マモル:うん。今聴くとシンバルがデカイなとか感じるけど、知識がないなりによくやったなと思う。
──バンドのスタジオ録音の次はバンドのライブ録音をしてみようと試みたのが『PRIVATE 4』でしたね。
マモル:『R&R HERO』を出すのがすでに決まっていたからロフトのスタッフがいろいろ動いてくれてね。「手ブラで行こう」と「テレビマン〜すばらしい毎日〜」は新宿ロフトの昼間を借りて録音したんだよ。ロフトのエンジニアの人たちが来てくれて、ADAT(アレシス社のデジタルマルチトラックレコーダー)に「せーの!」で音をぶち込んで。シェルターで録った「ボクのうた」も同じ感じ。それらをまとめてミックスダウンしたのはなぜかラママだったんだけど。今思うと贅沢だよね、ロフトとラママが使い放題だなんて(笑)。ロフトと言えばね、『想像しよう』の録音も代々木の“Stepway”っていう古いスタジオだったんだよ。当時住んでたアパートから歩いて5分くらいの所でさ。何から何まで代々木で事が済んでた時代なんだよね。
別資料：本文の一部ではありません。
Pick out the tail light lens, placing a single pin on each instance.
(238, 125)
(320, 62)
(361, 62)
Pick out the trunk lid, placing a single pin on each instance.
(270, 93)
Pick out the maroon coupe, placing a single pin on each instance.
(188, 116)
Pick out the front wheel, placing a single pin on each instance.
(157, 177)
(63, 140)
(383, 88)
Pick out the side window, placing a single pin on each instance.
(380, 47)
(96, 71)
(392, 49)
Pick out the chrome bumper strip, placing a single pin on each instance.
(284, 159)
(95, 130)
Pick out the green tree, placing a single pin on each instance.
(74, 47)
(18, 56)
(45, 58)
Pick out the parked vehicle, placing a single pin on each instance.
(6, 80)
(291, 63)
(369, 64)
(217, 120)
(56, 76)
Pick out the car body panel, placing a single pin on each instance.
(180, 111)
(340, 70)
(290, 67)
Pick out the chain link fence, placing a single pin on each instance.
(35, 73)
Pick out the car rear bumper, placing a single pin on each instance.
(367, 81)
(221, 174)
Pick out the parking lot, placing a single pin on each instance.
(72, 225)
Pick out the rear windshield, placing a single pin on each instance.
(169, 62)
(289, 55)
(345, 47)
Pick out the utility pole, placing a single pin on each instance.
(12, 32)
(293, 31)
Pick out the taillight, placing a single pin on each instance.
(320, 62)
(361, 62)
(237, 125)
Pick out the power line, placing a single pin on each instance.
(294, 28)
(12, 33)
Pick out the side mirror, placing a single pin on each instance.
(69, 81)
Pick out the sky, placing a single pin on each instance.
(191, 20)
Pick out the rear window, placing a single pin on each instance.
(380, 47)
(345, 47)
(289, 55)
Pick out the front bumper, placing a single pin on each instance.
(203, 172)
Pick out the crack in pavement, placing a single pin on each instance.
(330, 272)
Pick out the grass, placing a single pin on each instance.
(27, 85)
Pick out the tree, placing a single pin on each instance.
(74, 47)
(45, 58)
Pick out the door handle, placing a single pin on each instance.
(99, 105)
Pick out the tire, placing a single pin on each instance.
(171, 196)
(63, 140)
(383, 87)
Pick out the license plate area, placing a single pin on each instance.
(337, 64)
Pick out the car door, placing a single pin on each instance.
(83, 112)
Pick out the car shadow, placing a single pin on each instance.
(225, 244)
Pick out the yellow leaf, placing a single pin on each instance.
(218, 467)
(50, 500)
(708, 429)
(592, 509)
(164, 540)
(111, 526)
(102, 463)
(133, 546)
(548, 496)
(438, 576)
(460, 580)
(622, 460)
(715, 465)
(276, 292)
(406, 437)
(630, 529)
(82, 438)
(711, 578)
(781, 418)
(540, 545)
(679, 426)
──「新宿で飲みすぎて 歩いて帰れる距離なのさ」という歌詞(「オイラの部屋へおいでよ」)の通りだったんですね。
マモル:そうそう。レコーディングも僕だけ歩きだったし、代々木時代はとにかく生活の環境が良かった。僕が住んでたアパートは当時同じ事務所だったサミー前田君(現ボルテイジ・レコード主宰)がもともと住んでいて、彼に「僕は引っ越すけどいい部屋があるよ」と言われて遊びに行ったら、台所に風呂桶がズンと置いてあってさ。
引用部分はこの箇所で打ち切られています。